Noam Chomsky has been one of the most consistent critics of American hegemony and empire of the past four decades, maintaining a prodigious rate of output over the years as one of the few socalled public intellectuals who does not see his role as parroting received wisdom. His books, articles and interviews have always managed to explain in clear, understandable language how America and its ruling class keeps its power both domestically and abroad and particularly how it dictactes the boundaries of acceptable discourse. A measure of his importance as a critic of American power can be found in the vehemence of the criticism aimed at him by both conservative and liberal commentators. Despite their differences, both groups believe in American exceptionalism, the idea that America has a right, or even a duty to shape the rest of the world according to its own desires.
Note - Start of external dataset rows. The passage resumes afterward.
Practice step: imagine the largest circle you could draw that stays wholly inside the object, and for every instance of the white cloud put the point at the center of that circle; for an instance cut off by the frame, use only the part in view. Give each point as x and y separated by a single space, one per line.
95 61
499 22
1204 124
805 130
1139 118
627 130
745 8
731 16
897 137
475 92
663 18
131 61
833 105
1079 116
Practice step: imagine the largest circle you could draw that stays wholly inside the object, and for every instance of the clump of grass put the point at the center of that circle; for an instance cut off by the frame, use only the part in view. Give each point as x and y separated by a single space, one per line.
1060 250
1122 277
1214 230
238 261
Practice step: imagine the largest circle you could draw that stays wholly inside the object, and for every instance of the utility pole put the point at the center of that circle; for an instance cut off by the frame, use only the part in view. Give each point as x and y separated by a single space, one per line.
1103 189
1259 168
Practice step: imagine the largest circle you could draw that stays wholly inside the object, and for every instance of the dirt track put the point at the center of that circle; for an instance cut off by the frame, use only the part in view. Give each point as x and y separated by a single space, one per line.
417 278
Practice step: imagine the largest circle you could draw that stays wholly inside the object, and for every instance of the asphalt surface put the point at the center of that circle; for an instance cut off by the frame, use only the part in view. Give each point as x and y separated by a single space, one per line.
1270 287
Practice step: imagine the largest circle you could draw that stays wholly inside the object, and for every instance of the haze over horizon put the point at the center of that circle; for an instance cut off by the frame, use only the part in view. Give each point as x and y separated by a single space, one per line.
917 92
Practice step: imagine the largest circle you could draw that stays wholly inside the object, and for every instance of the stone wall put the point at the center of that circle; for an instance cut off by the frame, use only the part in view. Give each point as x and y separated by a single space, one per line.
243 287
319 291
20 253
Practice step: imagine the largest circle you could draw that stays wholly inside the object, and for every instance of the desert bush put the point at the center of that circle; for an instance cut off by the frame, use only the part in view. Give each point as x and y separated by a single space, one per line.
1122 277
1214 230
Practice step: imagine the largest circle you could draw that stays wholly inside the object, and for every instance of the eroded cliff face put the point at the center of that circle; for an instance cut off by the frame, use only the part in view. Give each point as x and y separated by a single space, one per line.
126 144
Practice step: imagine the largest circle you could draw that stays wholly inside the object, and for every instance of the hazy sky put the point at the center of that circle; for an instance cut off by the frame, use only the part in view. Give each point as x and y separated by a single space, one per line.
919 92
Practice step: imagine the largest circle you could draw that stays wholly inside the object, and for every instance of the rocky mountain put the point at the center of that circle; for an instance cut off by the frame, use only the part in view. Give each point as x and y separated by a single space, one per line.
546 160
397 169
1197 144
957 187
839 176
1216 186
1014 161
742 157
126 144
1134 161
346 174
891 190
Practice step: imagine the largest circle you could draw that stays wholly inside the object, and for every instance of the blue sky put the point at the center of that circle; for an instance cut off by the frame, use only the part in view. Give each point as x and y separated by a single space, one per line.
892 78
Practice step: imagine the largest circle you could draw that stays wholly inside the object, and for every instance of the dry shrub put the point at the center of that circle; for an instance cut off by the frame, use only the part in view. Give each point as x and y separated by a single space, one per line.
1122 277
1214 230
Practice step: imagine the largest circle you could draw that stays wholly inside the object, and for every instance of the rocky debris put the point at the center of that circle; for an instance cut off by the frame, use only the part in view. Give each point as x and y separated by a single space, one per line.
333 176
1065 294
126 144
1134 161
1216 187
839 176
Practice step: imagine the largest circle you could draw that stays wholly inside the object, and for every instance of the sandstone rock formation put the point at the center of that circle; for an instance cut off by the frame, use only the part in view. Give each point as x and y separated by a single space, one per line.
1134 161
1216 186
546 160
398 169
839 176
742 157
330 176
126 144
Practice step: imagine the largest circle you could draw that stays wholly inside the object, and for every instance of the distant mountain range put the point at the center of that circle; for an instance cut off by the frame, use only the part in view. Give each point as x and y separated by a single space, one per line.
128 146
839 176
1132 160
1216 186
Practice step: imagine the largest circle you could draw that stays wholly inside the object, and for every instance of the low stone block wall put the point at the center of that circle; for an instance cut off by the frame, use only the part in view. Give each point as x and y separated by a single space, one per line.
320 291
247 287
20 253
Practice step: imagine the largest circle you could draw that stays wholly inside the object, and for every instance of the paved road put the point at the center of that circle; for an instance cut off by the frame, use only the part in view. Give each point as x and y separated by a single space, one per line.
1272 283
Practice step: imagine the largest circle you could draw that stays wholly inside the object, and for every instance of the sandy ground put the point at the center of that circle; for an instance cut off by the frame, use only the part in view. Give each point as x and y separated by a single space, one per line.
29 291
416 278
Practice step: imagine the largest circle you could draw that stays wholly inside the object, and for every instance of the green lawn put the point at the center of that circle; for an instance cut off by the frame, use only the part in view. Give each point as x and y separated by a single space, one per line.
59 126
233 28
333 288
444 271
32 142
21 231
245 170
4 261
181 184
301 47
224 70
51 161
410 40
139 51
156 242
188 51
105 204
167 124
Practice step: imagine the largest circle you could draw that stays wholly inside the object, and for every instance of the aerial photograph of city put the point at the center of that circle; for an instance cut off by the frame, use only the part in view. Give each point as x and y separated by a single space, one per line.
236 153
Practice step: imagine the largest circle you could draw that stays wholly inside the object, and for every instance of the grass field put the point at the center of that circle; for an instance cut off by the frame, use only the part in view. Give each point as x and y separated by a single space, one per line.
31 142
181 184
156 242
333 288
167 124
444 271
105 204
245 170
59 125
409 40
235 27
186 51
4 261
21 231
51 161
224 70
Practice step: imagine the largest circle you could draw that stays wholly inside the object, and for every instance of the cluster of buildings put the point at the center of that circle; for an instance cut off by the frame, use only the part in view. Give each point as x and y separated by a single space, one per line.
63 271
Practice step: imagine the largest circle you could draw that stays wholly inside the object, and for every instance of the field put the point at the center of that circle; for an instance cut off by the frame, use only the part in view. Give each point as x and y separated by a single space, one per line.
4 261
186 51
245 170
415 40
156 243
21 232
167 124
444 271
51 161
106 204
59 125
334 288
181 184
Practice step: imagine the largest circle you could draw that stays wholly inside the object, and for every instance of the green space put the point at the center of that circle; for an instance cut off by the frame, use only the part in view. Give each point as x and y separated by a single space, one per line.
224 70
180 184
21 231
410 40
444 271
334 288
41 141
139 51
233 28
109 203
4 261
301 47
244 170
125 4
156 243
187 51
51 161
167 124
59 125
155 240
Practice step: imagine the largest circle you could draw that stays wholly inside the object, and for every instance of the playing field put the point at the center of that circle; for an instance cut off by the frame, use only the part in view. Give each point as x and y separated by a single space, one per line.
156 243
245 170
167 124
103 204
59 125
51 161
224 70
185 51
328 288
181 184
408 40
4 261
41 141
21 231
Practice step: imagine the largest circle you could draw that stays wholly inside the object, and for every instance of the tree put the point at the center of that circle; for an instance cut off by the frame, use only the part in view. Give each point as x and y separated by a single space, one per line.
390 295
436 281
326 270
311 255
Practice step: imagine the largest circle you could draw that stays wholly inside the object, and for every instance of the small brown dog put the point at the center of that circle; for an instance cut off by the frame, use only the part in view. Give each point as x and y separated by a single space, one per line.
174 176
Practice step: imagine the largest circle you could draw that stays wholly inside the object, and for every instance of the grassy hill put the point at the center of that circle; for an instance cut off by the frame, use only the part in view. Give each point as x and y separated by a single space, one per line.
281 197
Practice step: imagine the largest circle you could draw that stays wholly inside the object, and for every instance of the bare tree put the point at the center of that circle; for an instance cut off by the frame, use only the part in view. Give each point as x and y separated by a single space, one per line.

What Chomsky has done for so long has been to show the reality behind “defending democracy” and “humanitarian intervention” and neither liberals nor conservatives like this.

What We Say Goes is his latest book, a collection of interviews he gave to David Barsamian about “U.S. power in a changing world”. It’s fair to say that there are few surprises here for those who’ve read his previous books, with the interview format used here precluding much indepth analysis. However, if you look at this book as an introduction to Chomsky and his concerns, What We Say Goes works fine. It’s short and to the point and as per usual Chomsky manages to cut to the heart of things quickly. He talks about all his usual obsessions — the way in which democracy and human rights are used against official enemies, the role of the US in the Middle East and South America, the role of the socalled free press in determining the boundaries of criticism allowed — and ties them together, with the interview format helping in keeping things rolling along.